According to Herbert Giles, he was renowned as a scholar and poet, and he "was patronised by the great Han Yu, whom he even ventured to take to task for his fondness for dice. The latter in 815 recommended him for employment, and he rose to be a Tutor in the Imperial Academy. But it is by his poems that he is known; among which may be mentioned the exquisite lines under the title of 節婦吟. He was also a vigorous opponent of Buddhism and Taoism, both of which he held in much contempt. In one account, he was 80 years of age when he died."

He died around 830.

==Poetry==
Zhang Ji had one of his poems included in the famous anthology Three Hundred Tang Poems, as poem #151, THINKING OF A FRIEND LOST IN THE TIBETAN WAR (according to Witter Bynner's translation).

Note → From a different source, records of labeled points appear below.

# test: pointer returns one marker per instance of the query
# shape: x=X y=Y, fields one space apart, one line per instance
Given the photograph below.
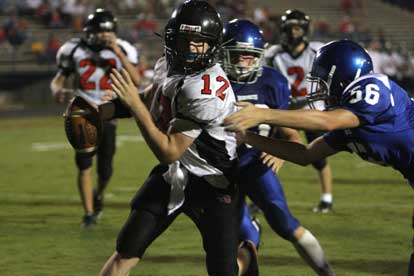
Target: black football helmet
x=196 y=21
x=99 y=21
x=287 y=21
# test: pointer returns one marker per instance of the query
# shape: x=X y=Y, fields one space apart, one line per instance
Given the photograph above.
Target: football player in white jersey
x=293 y=58
x=90 y=59
x=197 y=156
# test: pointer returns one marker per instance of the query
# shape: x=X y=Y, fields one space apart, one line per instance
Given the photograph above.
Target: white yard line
x=123 y=197
x=52 y=146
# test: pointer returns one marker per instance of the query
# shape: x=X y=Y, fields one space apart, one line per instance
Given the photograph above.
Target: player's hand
x=62 y=95
x=243 y=119
x=110 y=39
x=108 y=95
x=272 y=162
x=125 y=88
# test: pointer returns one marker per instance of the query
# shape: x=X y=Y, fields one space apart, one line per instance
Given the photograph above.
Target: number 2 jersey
x=91 y=68
x=295 y=70
x=269 y=91
x=386 y=134
x=196 y=105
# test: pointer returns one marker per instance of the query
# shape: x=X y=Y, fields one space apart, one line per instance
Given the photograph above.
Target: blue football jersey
x=271 y=90
x=386 y=134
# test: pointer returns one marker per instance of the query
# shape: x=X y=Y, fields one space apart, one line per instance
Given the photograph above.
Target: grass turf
x=368 y=234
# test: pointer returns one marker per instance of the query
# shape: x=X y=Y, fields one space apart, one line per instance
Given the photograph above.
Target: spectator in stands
x=55 y=19
x=347 y=6
x=145 y=25
x=322 y=29
x=15 y=29
x=346 y=27
x=52 y=46
x=374 y=49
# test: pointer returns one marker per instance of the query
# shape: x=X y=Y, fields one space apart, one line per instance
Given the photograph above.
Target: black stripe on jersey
x=215 y=153
x=66 y=71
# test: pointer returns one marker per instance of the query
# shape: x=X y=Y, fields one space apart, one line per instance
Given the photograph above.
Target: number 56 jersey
x=198 y=104
x=386 y=133
x=91 y=68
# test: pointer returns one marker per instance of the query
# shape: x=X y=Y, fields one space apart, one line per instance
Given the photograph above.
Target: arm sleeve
x=64 y=58
x=337 y=140
x=130 y=51
x=114 y=109
x=280 y=92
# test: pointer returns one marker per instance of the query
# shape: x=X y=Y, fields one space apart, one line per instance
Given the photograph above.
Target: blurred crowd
x=64 y=18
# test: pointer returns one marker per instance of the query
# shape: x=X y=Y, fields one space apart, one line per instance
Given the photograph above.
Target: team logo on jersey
x=226 y=199
x=244 y=44
x=253 y=97
x=106 y=25
x=190 y=28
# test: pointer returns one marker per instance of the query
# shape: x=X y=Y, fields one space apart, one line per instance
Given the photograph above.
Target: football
x=83 y=126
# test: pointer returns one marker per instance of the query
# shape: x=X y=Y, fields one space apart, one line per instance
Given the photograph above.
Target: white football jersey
x=92 y=68
x=295 y=69
x=196 y=106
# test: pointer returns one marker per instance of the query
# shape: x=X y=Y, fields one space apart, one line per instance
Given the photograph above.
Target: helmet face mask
x=336 y=65
x=319 y=91
x=243 y=51
x=193 y=37
x=101 y=21
x=294 y=28
x=240 y=72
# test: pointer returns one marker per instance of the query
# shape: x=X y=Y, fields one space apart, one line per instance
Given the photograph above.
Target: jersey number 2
x=298 y=71
x=220 y=92
x=91 y=85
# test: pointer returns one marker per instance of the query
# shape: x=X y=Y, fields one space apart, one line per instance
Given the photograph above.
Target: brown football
x=83 y=126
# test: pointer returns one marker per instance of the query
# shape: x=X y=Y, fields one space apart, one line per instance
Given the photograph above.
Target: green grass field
x=368 y=234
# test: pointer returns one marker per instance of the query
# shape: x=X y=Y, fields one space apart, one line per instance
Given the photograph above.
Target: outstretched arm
x=59 y=92
x=166 y=147
x=251 y=116
x=291 y=151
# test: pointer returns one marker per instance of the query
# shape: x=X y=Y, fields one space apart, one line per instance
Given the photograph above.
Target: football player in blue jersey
x=367 y=113
x=243 y=51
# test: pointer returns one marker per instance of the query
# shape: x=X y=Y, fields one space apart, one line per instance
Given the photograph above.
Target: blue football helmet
x=335 y=66
x=242 y=37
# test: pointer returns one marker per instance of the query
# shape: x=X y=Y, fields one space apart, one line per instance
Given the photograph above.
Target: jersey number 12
x=219 y=92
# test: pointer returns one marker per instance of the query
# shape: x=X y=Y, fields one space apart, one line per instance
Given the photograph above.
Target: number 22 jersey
x=91 y=68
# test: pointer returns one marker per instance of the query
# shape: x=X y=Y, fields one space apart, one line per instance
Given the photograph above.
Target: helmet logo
x=108 y=25
x=190 y=28
x=244 y=44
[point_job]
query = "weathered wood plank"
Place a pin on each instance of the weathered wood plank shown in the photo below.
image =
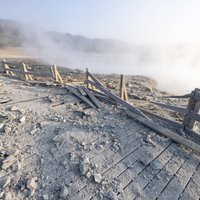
(193, 105)
(171, 122)
(94, 79)
(158, 184)
(83, 98)
(82, 92)
(192, 190)
(119, 100)
(179, 96)
(194, 116)
(174, 108)
(137, 161)
(92, 97)
(174, 189)
(29, 72)
(174, 136)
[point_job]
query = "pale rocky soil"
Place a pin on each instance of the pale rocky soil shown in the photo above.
(53, 152)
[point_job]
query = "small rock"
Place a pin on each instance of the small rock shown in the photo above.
(31, 184)
(33, 131)
(23, 119)
(97, 178)
(83, 168)
(6, 182)
(45, 196)
(8, 196)
(64, 192)
(8, 162)
(12, 151)
(1, 127)
(15, 108)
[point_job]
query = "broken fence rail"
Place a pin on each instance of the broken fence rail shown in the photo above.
(28, 74)
(146, 121)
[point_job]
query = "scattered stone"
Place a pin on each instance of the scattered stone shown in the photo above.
(156, 165)
(45, 196)
(111, 196)
(15, 108)
(84, 165)
(1, 127)
(8, 162)
(12, 151)
(23, 119)
(31, 184)
(97, 178)
(33, 131)
(64, 192)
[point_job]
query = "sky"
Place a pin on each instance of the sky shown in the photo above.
(135, 21)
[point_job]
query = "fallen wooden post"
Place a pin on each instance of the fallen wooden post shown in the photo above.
(179, 96)
(81, 90)
(83, 98)
(168, 133)
(8, 72)
(93, 98)
(27, 76)
(168, 121)
(123, 92)
(118, 99)
(174, 108)
(194, 106)
(56, 75)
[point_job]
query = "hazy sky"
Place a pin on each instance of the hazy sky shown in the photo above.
(137, 21)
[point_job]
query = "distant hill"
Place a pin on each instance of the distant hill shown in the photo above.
(15, 34)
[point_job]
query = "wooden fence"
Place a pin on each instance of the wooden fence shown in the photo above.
(10, 70)
(191, 113)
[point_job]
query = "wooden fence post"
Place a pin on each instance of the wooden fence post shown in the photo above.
(123, 92)
(56, 75)
(193, 105)
(87, 78)
(27, 76)
(8, 72)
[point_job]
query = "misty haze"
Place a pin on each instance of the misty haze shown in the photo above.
(176, 67)
(100, 100)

American scholar Jonathan Chaves has published the first book in any Western language on Zhang Ji, Cloud Gate Song, using rhymed translations which track the rhyme schemes of the original texts. 300 of Zhang's poems are included.

==See also==
- Simians (Chinese poetry)

== Works cited ==
- Ueki, Hisayuki (1999). "Kanshi no Jiten"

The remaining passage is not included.